In a little-discussed but surprising finding,
Muslim children in India are 17 percent more likely to survive infancy
than Hindus, even though Muslims are generally poorer and less educated.
This enormous difference in infant mortality is explained by the fact
that Muslims are far more likely to use latrines and live next to others
also using latrines, a recent analysis found.
So
widespread housing discrimination that confines many Muslims to
separate slums may protect their children from increased exposure to the
higher levels of waste in Hindu communities and, as a result, save
thousands of Indian Muslim babies from death each year.
Just building more toilets, however, may not be enough to save India’s children.
Phool
Mati lives in a neighborhood in Varanasi with 12 public toilets, but
her 1-year-old grandson, Sandeep, is nonetheless severely malnourished.
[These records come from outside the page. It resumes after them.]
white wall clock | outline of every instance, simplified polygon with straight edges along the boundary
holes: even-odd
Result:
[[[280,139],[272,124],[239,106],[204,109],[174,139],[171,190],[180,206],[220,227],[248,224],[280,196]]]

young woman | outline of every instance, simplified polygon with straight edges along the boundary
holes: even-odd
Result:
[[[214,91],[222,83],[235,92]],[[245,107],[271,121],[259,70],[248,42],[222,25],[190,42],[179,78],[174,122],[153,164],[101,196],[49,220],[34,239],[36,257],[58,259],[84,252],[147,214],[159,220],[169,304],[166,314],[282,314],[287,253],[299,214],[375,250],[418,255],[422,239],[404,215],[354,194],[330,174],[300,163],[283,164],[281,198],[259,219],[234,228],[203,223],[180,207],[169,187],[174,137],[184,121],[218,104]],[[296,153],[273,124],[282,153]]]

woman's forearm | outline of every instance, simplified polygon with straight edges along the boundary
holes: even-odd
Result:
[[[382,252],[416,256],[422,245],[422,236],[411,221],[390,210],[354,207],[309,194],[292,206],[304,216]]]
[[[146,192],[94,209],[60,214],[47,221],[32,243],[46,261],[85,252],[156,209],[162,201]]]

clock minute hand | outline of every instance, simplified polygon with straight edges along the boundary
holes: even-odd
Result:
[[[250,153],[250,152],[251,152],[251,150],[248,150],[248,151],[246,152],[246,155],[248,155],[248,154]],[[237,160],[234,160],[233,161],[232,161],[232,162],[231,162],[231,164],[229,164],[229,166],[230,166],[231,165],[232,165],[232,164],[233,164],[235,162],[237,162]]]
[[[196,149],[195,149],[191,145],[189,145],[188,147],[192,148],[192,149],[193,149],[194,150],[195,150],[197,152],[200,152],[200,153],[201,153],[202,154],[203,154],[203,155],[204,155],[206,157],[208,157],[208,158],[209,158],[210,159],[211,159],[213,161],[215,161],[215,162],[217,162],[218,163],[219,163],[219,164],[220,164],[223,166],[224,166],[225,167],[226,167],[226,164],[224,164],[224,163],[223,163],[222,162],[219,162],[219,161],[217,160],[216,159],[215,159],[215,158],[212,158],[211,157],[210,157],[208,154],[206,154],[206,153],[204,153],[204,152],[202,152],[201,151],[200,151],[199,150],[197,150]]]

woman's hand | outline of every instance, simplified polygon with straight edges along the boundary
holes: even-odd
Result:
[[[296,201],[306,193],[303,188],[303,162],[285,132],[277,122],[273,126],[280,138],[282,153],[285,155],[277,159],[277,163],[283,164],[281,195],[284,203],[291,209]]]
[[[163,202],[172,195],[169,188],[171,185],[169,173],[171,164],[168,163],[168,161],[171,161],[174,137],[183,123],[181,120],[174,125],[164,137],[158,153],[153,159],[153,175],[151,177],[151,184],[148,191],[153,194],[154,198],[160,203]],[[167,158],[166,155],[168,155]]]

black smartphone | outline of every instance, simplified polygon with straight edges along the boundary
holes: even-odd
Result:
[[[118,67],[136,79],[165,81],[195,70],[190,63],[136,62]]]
His mother tries to feed him lentils, milk and other foods as often as
she can, but Sandeep is rarely hungry because he is so often sick, Ms.
Mati said.
“We all use the bathroom,” she said.
The
effluent pipe that served the bathroom building is often clogged. Raw
sewage seeps into an adjoining Hindu temple, and, during the monsoon
season, it flooded the neighborhood’s homes. The matron of the toilet
facility charges two rupees for each use, so most children relieve
themselves directly into open drains that run along a central walkway.
No Indian city
has a comprehensive waste treatment system, and most Indian rivers are
open sewers as a result. But Varanasi, India’s oldest and holiest city,
is so awash in human waste that its decrepit condition became a national
issue in recent elections. The city’s sewage plants can handle only
about 20 percent of the sewage generated in the city, said Ramesh Chopra
of Ganga Seva Abhiyanam, a trust for cleaning the river. The rest
sloshes into the Ganges or fetid ponds and pits.
Millions
of pilgrims bathe in the Ganges along Varanasi’s ancient riverfront,
but a stream of human waste — nearly 75 million liters per day — flows
directly into the river just above the bathing ghats, steps leading down
to the river. Many people wash or brush their teeth beside smaller
sewage outlets.
Much of the city’s drinking water comes from the river, and half of Indian households drink from contaminated supplies.
“India’s problems are bigger than just open defecation and a lack of toilets,” Dr. Laxminarayan said.